Above: Included in the 2007 box set release of the 1960’s television show, this mini documentary explored the groundbreaking social transgressions of The Addams Family with particular attention to Morticia.
This Morticia incarnation is not intrinsically distinct from her other portrayals, but her sitcom parallel with Lily Munster offers an interesting window into normative gothic versus subversive Gothic performances. This Morticia refuses to be meek or subservient as she engages in a life of deep mutual respect and erotic playfulness – at odds with the restrained gender roles of the era as performed by Lily, matriarch of The Munsters. Though both women are nurturing, spooky housewives, Lily bows to her husband’s authority and prioritises domestic stability and social integration, projecting the standard, self-sacrificing motherly persona and ensuring her family doesn’t stray too far from ‘normal.’ Meanwhile, Morticia embraces pleasure, autonomy and intellectual pursuits rather than establish herself as the moral shepherd of her children or domestic caretaker of her husband. Her marriage is strikingly equal and erotic – opposing the sexless, duty-bound marriages of 1960s sitcoms – and she promotes independence and curiosity in her children rather than obedience.
Lily’s behaviours neutralise her Gothic potential into mere gothic appearance, applying a superficial veneer of Otherness while she otherwise adheres to ‘conventional’ family values. Conversely, Morticia’s behaviours embrace and amplify her Otherness and turn defiance into a source of power rather than shame. Though visually similar, these two performances have vastly different implications: weakly co-opted gothic aesthetics constrain Lily as an outsider desperate for acceptance by a society that deems her monstrous, whereas Morticia’s Gothic ideology empowers her to dismantle normative conventions, liberate individual autonomy and foster collective solidarity.

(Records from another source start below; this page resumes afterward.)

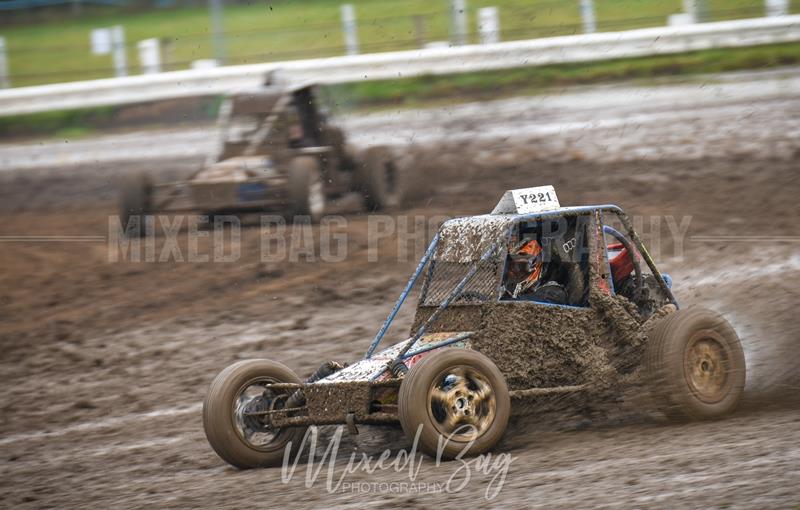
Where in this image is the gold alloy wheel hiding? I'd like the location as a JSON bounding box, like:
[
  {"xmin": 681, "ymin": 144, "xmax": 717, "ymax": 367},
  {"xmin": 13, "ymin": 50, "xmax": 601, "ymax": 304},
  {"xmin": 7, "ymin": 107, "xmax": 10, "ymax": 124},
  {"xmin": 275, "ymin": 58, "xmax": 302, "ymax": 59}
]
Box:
[
  {"xmin": 428, "ymin": 366, "xmax": 497, "ymax": 441},
  {"xmin": 684, "ymin": 330, "xmax": 730, "ymax": 404}
]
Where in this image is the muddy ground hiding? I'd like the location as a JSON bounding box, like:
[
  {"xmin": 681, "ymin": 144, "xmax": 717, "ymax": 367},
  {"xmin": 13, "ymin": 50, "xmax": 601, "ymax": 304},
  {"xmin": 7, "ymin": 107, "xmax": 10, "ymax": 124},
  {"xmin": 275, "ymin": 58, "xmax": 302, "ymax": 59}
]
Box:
[{"xmin": 0, "ymin": 69, "xmax": 800, "ymax": 508}]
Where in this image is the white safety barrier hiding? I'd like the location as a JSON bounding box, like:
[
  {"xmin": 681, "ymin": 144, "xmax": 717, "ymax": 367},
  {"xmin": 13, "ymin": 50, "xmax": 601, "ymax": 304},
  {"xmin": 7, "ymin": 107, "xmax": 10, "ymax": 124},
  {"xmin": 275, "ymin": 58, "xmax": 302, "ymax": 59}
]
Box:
[{"xmin": 0, "ymin": 15, "xmax": 800, "ymax": 115}]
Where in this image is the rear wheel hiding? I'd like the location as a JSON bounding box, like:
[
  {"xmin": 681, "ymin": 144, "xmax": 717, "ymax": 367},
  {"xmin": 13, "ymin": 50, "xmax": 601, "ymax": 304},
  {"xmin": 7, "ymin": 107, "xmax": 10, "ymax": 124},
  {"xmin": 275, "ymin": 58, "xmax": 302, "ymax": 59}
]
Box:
[
  {"xmin": 398, "ymin": 348, "xmax": 511, "ymax": 459},
  {"xmin": 645, "ymin": 308, "xmax": 746, "ymax": 420},
  {"xmin": 354, "ymin": 147, "xmax": 401, "ymax": 211},
  {"xmin": 119, "ymin": 175, "xmax": 153, "ymax": 237},
  {"xmin": 203, "ymin": 359, "xmax": 306, "ymax": 469},
  {"xmin": 289, "ymin": 156, "xmax": 326, "ymax": 222}
]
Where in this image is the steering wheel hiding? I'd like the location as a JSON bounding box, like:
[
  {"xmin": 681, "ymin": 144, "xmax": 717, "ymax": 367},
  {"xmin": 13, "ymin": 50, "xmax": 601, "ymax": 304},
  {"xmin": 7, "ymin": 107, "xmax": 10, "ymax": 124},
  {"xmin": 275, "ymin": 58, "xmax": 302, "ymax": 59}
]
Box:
[{"xmin": 603, "ymin": 225, "xmax": 644, "ymax": 299}]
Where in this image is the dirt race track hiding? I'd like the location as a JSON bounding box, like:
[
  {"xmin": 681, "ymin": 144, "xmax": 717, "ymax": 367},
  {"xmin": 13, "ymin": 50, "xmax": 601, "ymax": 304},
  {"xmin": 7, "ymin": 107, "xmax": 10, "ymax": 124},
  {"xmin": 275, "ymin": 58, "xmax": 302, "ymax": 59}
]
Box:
[{"xmin": 0, "ymin": 70, "xmax": 800, "ymax": 509}]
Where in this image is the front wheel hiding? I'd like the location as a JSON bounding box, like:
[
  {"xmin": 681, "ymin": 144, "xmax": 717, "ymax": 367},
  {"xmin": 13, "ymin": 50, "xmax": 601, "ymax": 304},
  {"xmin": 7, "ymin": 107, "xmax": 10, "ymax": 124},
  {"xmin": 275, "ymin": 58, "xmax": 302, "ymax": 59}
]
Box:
[
  {"xmin": 398, "ymin": 348, "xmax": 511, "ymax": 459},
  {"xmin": 203, "ymin": 359, "xmax": 305, "ymax": 469},
  {"xmin": 645, "ymin": 308, "xmax": 746, "ymax": 420}
]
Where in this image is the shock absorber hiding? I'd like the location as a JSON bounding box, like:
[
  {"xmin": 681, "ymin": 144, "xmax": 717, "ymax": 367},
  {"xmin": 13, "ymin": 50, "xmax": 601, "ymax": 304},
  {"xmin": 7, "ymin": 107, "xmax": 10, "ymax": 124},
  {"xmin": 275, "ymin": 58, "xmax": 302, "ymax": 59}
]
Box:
[{"xmin": 285, "ymin": 361, "xmax": 346, "ymax": 409}]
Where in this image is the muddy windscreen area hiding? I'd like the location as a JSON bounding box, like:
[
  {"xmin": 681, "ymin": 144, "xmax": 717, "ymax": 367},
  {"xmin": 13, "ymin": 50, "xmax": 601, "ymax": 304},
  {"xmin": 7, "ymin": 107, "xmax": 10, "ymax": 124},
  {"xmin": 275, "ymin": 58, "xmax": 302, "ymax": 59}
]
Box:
[{"xmin": 420, "ymin": 215, "xmax": 512, "ymax": 306}]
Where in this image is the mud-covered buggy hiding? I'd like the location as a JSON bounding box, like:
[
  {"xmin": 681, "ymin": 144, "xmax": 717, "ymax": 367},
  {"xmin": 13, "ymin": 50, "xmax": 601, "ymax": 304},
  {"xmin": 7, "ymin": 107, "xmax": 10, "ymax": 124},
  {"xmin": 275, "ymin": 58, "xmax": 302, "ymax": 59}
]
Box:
[
  {"xmin": 120, "ymin": 80, "xmax": 401, "ymax": 235},
  {"xmin": 203, "ymin": 187, "xmax": 745, "ymax": 468}
]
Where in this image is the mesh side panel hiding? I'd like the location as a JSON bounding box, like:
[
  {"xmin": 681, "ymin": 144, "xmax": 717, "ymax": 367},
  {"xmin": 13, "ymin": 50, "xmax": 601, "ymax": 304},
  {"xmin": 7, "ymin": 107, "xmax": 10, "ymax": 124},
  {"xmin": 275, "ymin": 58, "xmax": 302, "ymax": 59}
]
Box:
[{"xmin": 422, "ymin": 259, "xmax": 499, "ymax": 306}]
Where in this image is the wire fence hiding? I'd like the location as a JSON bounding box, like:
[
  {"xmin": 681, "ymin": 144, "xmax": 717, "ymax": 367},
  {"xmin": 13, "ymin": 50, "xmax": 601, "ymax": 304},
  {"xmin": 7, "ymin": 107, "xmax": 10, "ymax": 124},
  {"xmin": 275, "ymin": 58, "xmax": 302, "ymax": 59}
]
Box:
[{"xmin": 0, "ymin": 1, "xmax": 792, "ymax": 86}]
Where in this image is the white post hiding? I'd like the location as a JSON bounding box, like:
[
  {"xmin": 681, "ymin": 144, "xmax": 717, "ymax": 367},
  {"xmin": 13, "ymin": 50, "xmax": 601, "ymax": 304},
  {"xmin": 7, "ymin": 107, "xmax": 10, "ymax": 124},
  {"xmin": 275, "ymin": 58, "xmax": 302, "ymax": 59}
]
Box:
[
  {"xmin": 208, "ymin": 0, "xmax": 227, "ymax": 64},
  {"xmin": 766, "ymin": 0, "xmax": 789, "ymax": 17},
  {"xmin": 450, "ymin": 0, "xmax": 467, "ymax": 46},
  {"xmin": 111, "ymin": 25, "xmax": 128, "ymax": 77},
  {"xmin": 683, "ymin": 0, "xmax": 700, "ymax": 23},
  {"xmin": 0, "ymin": 37, "xmax": 11, "ymax": 89},
  {"xmin": 342, "ymin": 4, "xmax": 358, "ymax": 55},
  {"xmin": 136, "ymin": 38, "xmax": 161, "ymax": 74},
  {"xmin": 478, "ymin": 7, "xmax": 500, "ymax": 44},
  {"xmin": 581, "ymin": 0, "xmax": 597, "ymax": 34}
]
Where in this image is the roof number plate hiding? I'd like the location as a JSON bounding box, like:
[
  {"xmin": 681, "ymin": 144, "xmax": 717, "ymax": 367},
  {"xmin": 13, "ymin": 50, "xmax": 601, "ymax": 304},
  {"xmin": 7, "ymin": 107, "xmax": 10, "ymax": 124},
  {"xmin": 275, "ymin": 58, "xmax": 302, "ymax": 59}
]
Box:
[{"xmin": 511, "ymin": 186, "xmax": 561, "ymax": 214}]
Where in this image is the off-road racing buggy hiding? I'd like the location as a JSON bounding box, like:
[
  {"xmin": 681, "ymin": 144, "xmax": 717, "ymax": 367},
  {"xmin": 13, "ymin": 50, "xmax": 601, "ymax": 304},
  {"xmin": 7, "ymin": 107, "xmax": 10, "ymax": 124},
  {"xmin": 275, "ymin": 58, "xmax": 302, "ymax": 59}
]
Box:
[
  {"xmin": 120, "ymin": 78, "xmax": 400, "ymax": 234},
  {"xmin": 203, "ymin": 186, "xmax": 745, "ymax": 468}
]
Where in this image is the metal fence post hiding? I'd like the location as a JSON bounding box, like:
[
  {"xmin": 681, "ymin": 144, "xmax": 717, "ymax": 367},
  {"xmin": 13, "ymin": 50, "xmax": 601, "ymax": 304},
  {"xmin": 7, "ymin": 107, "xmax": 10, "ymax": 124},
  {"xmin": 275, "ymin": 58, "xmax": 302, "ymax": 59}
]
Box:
[
  {"xmin": 478, "ymin": 7, "xmax": 500, "ymax": 44},
  {"xmin": 208, "ymin": 0, "xmax": 226, "ymax": 65},
  {"xmin": 137, "ymin": 38, "xmax": 161, "ymax": 74},
  {"xmin": 111, "ymin": 25, "xmax": 128, "ymax": 77},
  {"xmin": 450, "ymin": 0, "xmax": 467, "ymax": 46},
  {"xmin": 683, "ymin": 0, "xmax": 708, "ymax": 23},
  {"xmin": 414, "ymin": 14, "xmax": 428, "ymax": 48},
  {"xmin": 581, "ymin": 0, "xmax": 597, "ymax": 34},
  {"xmin": 0, "ymin": 37, "xmax": 11, "ymax": 89},
  {"xmin": 342, "ymin": 4, "xmax": 358, "ymax": 55}
]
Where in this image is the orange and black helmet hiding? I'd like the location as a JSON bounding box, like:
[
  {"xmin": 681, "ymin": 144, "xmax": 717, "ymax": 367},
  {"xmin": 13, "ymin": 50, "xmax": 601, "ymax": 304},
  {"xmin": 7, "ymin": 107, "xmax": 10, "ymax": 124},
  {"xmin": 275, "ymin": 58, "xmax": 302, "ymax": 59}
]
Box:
[{"xmin": 509, "ymin": 239, "xmax": 542, "ymax": 290}]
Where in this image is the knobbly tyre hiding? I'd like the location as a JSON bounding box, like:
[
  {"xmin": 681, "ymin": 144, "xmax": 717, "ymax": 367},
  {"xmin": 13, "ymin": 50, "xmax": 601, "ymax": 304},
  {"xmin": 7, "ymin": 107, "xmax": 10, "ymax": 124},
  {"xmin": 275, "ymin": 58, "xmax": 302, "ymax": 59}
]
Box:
[
  {"xmin": 203, "ymin": 186, "xmax": 745, "ymax": 468},
  {"xmin": 119, "ymin": 76, "xmax": 401, "ymax": 235}
]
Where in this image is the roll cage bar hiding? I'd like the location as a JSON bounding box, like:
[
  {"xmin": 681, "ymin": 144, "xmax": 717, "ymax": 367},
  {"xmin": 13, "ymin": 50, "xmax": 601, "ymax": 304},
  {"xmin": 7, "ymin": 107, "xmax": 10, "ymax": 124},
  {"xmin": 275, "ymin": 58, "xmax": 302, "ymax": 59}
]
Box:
[{"xmin": 364, "ymin": 204, "xmax": 678, "ymax": 368}]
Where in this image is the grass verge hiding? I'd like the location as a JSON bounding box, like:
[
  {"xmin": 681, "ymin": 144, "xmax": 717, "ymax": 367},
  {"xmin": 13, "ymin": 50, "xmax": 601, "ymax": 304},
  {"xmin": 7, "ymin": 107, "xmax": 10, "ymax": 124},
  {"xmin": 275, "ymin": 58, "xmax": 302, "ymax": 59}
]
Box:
[{"xmin": 0, "ymin": 43, "xmax": 800, "ymax": 138}]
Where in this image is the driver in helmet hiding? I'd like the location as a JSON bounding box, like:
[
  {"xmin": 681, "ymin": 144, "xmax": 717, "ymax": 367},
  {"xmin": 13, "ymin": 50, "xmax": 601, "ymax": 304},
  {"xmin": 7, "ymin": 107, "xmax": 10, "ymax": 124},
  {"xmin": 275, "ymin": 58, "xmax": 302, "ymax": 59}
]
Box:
[{"xmin": 506, "ymin": 239, "xmax": 568, "ymax": 305}]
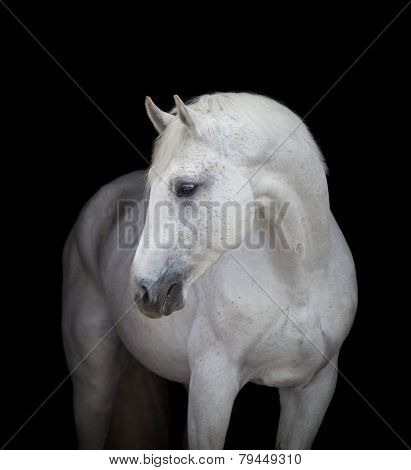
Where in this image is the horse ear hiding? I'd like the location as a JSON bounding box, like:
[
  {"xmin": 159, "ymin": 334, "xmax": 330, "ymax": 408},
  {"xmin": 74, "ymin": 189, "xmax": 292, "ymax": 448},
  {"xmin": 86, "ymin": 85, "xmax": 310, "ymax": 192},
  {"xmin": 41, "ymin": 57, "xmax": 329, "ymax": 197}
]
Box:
[
  {"xmin": 174, "ymin": 95, "xmax": 201, "ymax": 137},
  {"xmin": 146, "ymin": 96, "xmax": 175, "ymax": 134}
]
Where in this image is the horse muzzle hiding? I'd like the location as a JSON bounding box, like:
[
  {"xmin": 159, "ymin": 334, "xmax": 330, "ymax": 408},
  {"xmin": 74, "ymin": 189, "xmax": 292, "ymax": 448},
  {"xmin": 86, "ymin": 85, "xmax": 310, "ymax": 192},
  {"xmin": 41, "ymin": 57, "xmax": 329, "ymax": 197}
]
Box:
[{"xmin": 132, "ymin": 271, "xmax": 185, "ymax": 318}]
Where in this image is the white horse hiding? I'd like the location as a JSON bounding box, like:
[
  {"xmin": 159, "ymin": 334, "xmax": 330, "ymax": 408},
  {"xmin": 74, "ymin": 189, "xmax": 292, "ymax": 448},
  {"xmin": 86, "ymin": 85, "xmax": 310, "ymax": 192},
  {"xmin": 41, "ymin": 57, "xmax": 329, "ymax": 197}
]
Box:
[{"xmin": 63, "ymin": 93, "xmax": 357, "ymax": 449}]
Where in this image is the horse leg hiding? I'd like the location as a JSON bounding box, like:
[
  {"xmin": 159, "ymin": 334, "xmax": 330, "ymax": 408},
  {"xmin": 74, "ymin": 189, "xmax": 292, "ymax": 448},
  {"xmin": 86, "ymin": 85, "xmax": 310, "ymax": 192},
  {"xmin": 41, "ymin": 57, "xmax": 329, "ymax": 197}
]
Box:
[
  {"xmin": 187, "ymin": 356, "xmax": 240, "ymax": 449},
  {"xmin": 63, "ymin": 273, "xmax": 127, "ymax": 449},
  {"xmin": 72, "ymin": 338, "xmax": 128, "ymax": 449},
  {"xmin": 276, "ymin": 356, "xmax": 338, "ymax": 449}
]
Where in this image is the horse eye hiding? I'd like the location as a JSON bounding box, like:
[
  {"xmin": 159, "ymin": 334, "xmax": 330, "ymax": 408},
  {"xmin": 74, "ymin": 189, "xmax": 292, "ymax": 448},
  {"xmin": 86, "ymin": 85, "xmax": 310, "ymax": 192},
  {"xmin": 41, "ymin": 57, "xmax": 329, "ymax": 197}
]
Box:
[{"xmin": 176, "ymin": 183, "xmax": 197, "ymax": 197}]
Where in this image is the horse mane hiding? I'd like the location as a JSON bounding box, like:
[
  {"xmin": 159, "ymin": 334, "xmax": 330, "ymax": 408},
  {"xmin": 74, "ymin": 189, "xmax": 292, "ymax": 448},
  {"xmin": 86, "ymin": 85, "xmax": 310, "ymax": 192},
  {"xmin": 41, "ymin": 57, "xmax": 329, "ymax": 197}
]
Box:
[{"xmin": 147, "ymin": 93, "xmax": 327, "ymax": 188}]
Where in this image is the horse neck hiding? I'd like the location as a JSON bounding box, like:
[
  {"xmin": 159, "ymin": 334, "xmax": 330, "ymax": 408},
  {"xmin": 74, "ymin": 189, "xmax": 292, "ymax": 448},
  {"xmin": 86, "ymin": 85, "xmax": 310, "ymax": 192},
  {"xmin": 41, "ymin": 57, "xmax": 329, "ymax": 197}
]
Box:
[{"xmin": 252, "ymin": 156, "xmax": 331, "ymax": 273}]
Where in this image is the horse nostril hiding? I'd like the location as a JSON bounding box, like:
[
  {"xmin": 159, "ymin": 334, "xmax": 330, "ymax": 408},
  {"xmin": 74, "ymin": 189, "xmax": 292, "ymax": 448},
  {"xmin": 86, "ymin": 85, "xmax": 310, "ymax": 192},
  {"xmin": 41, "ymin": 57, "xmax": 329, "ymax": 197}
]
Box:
[{"xmin": 134, "ymin": 280, "xmax": 149, "ymax": 302}]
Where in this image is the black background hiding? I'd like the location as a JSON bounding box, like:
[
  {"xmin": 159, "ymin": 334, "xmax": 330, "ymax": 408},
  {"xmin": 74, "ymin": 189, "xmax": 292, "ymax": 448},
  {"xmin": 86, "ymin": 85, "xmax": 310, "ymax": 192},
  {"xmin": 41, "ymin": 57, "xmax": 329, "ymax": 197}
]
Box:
[{"xmin": 0, "ymin": 1, "xmax": 411, "ymax": 449}]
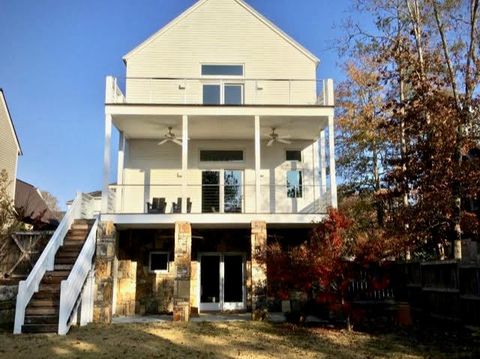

Erotic Power, Family Values and Social Liberation
Audre Lorde defines the erotic as a deeply feminine force that has been historically repressed in order to maintain patriarchal control (Uses of the Erotic: The Erotic as Power, 2000), a force that Morticia embodies exquisitely. She wields her eroticism unapologetically, not as a tool for male pleasure but as a means of self-fulfilment and empowerment. Her passion for Gomez is not a performance for the male gaze – but a mutual exchange of power, a rejection of the idea that long-term relationships must be passionless, and a rebuke of the Puritanical roots of conservatism that continue to dominate Western culture today.
The early 1990s were a time of cultural backlash against third-wave feminism as conservative ‘family values’ rhetoric sought to reassert ‘traditional’ gender roles, but Anjelica Huston’s Morticia in the films The Addams Family (1991) and Addams Family Values (1993) mocks this regressive ideal. Morticia refuses to adhere to patriarchal notions of domesticity and feminine weakness and instead projects both sexuality and ambition – embodying Lorde’s reclamation of the erotic as a crucial act of resistance against oppression. For example, when a trusted friend steals the Addams’ family’s home and wealth, Morticia does not wait for rescue as Gomez spirals into an existential depression – she confronts the aggressors herself and destabilises their power through sexually charged reactions to their torture.